The enhanced credit trilogy cases released by the Supreme Court of Canada are truly a lesson in clarity on many levels. First, the main judgment in the Summers case, written by Madame Justice Karakatsanis, is clear, concise (at least for a SCC judgment) and readable. Second, the main basis for dismissing the Crown appeal is the government’s lack of clarity in defining the meaning of “circumstances” that justify enhanced credit under s. 719(3.1). Conversely, third, is the seemingly clear intention of the government to “cap” the credit at a 1:1.5 ratio. However, fourth, are the clearly defined and “well-established” and “long-standing” sentencing principles, which included enhanced credit for the lack of parole eligibility during pre-trial custody. In order to “overturn” these principles, Parliament must, fifthly, use clear and explicit language in the legislation.
What is also clear about this judgment (sixth) is that the Court is engaging in a dialogue with the government.
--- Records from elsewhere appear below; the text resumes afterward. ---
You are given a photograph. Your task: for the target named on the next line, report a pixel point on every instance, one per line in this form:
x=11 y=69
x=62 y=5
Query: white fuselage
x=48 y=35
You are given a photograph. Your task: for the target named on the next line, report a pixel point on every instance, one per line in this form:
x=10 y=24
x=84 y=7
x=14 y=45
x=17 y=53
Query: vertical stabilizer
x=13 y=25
If the government wants to change the law, they must do so, well, clearly – the government cannot hide behind value-laden words such as “truth” and “transparency.” However, the Court, albeit in an aside in paragraph 56 of the Summers judgment, also places a caveat on the government’s ability to change entrenched legal principles when Justice Karakatsanis states “Parliament does, of course, have the power to exclude these circumstances from consideration (barring a constitutional challenge).” Certainly, this advice is clear: if the government chooses to change legislation, then any changes must be consistent with the Charter.
Parliament, the ball is now in your “court!”